Alzó Quart una mano:
– Hay una objeción moral, padre. Eso se llama alienación. Planteada así, su iglesia es la televisión del siglo XVII.
– ¿Y qué? -el párroco encogía los hombros, despectivo-. ¿Qué fue el arte religioso barroco sino un intento por arrebatarles audiencia a Lutero, a Calvino?… Además, dígame dónde estaría el papado moderno sin la televisión. La fe desnuda no se sostiene. La gente necesita símbolos con los que abrigarse, porque fuera hace mucho frío. Somos responsables de nuestros últimos fíeles inocentes, aquellos que nos siguieron creyendo, como en la Anahasis, que los conducíamos al mar, y a casa. Al menos mis viejas piedras, mi retablo y mi latín son más dignos que todas esas canciones con megafonía, las pantallas gigantes y la santa misa convertida en espectáculo para masas aturdidas por la electrónica. Creen que así van a conservar la clientela, pero nos envilecen y se equivocan. La batalla está perdida, y llega el tiempo de los falsos profetas.

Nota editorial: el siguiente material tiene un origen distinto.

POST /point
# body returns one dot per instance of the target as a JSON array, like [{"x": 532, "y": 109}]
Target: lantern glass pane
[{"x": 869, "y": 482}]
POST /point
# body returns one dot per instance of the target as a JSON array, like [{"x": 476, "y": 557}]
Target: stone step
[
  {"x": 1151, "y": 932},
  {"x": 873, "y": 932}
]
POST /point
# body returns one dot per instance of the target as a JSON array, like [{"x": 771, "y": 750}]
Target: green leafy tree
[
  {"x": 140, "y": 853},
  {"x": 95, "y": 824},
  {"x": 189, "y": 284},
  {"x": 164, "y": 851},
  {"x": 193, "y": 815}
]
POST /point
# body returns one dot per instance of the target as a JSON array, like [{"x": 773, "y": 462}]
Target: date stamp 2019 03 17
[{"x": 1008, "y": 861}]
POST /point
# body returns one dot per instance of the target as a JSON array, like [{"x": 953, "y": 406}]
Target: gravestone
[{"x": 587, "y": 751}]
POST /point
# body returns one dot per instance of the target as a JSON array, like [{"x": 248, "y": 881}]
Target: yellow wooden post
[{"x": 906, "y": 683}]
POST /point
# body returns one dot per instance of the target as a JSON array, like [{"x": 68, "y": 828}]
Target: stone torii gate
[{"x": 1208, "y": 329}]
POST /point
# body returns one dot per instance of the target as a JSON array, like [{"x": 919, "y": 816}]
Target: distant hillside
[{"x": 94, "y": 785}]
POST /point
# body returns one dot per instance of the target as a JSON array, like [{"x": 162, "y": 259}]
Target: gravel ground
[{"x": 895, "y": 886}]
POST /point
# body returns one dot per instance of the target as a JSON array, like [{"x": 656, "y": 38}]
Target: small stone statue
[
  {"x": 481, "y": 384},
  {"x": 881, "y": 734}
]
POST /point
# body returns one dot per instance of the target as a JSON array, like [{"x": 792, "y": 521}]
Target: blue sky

Cerró la boca e inclinó la cabeza, hosco, al dar por concluida la conversación. Después fue a apoyarse en la ventana, mirando hacia el río. Al cabo de un instante, Quart, que no supo qué hacer o qué decir, fue a apoyarse a su lado en el alféizar. Nunca habían estado tan cerca uno del otro; la cabeza del párroco le llegaba a la altura del hombro. Permanecieron así un rato, sin decir palabra, hasta mucho después que los relojes dieran seis campanadas en las torres de Sevilla. La nube solitaria se había deshecho y el sol descendía en el cielo que continuaba dorándose despacio, al oeste. Entonces don Príamo Ferro habló de nuevo:
– Sólo sé una cosa: cuando termine la seducción habremos terminado también nosotros, porque la lógica y la razón significan el final. Pero mientras una pobre mujer necesite arrodillarse en busca de esperanza o consuelo, mi pequeña iglesia debe mantenerse en pie -sacó del bolsillo el pañuelo sucio y se sonó ruidosamente. La luz poniente resaltaba los pelos blancos de su barbilla mal afeitada-. Con toda nuestra miserable condición a cuestas, los curas como yo seguimos siendo necesarios… Somos la vieja y parcheada piel del tambor sobre la que aún redobla la gloria de Dios. Y sólo un loco envidiaría semejante secreto. Nosotros conocemos -ahora el párroco torció el gesto bajo las cicatrices, en una mueca absorta y oscura- al ángel que tiene la llave del abismo.